Ristorante Duomo. Taormina.
9:00 PM. Aniversario número 7.
Mesa del rincón. Velas. Vista al mar.
Enzo, 34: Traje negro.
Sin corbata.
Primera vez en 7 años que se afeita para ella, no para la guerra.
Vittoria, 27: Vestido verde oscuro.
Pelo suelto.
El anillo de bodas + el lobo de plata colgando del cuello. 7 años. 2 hijos. 0 arrepentimientos.
Sofia está con Tomás, Zia Carmela y Matteo en Villa Rinaldi.
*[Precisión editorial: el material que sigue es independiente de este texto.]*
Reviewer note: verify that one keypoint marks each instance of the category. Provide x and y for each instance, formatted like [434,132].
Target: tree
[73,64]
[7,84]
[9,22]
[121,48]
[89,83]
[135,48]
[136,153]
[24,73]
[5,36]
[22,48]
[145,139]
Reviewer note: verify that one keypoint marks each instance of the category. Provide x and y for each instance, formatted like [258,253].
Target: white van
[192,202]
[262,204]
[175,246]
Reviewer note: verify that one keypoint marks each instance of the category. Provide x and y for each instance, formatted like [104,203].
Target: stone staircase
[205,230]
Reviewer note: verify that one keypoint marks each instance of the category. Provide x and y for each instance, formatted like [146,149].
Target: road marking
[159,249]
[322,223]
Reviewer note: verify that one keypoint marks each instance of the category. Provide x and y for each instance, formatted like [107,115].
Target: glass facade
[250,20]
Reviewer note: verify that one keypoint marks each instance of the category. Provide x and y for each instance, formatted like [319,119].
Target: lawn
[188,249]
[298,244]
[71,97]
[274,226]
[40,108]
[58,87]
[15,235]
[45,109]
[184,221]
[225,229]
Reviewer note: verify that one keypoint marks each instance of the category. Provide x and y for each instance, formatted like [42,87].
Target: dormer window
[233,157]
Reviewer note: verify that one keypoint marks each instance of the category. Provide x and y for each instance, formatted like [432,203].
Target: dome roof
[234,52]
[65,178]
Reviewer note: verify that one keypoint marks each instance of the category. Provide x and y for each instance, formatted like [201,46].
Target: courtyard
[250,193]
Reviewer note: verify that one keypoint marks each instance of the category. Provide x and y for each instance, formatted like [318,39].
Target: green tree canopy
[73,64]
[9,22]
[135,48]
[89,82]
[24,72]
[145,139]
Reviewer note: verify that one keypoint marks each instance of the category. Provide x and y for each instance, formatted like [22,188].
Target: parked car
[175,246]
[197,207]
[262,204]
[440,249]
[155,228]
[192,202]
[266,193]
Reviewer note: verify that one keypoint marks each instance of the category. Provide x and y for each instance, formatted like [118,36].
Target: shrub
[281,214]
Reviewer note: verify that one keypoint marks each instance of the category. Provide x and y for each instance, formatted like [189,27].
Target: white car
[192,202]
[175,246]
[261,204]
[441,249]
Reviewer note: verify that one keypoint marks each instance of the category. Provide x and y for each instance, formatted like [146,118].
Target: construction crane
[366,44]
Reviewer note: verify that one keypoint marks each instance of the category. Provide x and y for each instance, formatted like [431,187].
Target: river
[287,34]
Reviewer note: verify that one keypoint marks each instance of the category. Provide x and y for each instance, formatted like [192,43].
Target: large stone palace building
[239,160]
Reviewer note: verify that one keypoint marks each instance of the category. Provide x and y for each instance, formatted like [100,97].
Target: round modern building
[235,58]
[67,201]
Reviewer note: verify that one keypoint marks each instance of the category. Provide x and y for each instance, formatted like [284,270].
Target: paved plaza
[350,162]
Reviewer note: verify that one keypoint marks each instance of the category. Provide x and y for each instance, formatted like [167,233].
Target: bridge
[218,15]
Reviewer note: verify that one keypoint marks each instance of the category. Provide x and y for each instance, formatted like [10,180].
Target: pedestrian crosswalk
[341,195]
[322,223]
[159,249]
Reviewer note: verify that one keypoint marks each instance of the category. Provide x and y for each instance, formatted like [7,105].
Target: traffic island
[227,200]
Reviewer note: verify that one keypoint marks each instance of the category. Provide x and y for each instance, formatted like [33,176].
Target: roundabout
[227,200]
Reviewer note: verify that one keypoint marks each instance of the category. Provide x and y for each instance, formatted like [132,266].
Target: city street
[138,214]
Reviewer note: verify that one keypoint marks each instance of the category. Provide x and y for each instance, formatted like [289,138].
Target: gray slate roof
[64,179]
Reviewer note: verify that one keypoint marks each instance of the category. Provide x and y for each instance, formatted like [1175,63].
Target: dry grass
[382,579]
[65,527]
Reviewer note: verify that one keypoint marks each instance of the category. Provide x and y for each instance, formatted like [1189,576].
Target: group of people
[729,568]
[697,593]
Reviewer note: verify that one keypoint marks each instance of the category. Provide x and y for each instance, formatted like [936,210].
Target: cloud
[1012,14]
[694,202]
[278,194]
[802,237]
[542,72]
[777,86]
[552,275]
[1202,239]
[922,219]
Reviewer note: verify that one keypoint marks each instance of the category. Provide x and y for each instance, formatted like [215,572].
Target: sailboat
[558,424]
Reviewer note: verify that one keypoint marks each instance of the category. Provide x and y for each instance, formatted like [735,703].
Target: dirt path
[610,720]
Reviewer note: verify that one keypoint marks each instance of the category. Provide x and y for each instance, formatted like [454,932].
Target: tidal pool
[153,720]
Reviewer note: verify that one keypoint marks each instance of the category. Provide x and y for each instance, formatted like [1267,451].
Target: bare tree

“Papá y mamá se merecen una noche sin pañales”_, dijo Sofía.
Enzo le sirve vino. Nero d’Avola.
> —Por 7 años —dice, levantando la copa—. *Por sobrevivirnos.*
> Vittoria choca su copa.
—Por 7 años más —dice—. *Por no matarnos.*
Se ríen. Bajo. Real.
> *9:03 PM.*
Clack. Clack. Clack.
El restaurante se calla.
*Alessia Mansini, 28.* Vestido rojo. El mismo. Tacones rojos. Los mismos. Una sonrisa de víbora y un niño de 5 años de la mano.
El niño: pelo negro. Ojos verdes. Traje chiquito. Se parece a... a nadie. Se parece a un problema.
El _maître_ intenta frenarla.
—_Signora, tiene reservación?_
Alessia lo mira.
—Sí —dice—. *Con la muerte. Mesa para 4.*
Camina directo a ellos.
Enzo se para. Despacio. Tapa a Vittoria sin pensarlo. Reflejo de 7 años.
Vittoria no se para. Deja la copa. Mira a Alessia. Luego al niño.
*Silencio.*
Alessia se frena a un metro.
> —Feliz aniversario, _Rinaldi_ —dice, dulce—. *Traje un regalo.*
> Empuja al niño un paso adelante.
—Saluda, Marco —dice—. *Dile “papá” al señor.*
El niño no habla. Mira a Enzo. Asustado.
Enzo no mira al niño. Mira a Alessia.
> Enzo. —Te dijimos que no volvieras —dice, voz de hielo—. *NO MÁS MANSINI*
Alessia se ríe.
> —Esto no es Mansini —dice—. *Esto es Rinaldi. Tu sangre. Tu hijo. ¿O vas a negarlo delante de tu mujer?*
Todo el restaurante mira.
Vittoria por fin se para.
Lento.
No agarra un cuchillo.
No grita.
Agarra la servilleta de tela.
Se limpia la boca.
Con calma.
> Vittoria. —Siéntate, Alessia —dice—. *Y tú también, piccolo.*
Alessia parpadea. No esperaba eso.
> —¿Qué?
> —Que te sientes —repite Vittoria—. *Si es verdad, el niño tiene hambre. Si es mentira, igual tiene hambre. Los niños no tienen culpa de los padres idiotas.*
Le hace señas al mozo.
> Vittoria. —Una pasta. Para el niño. Y una silla más.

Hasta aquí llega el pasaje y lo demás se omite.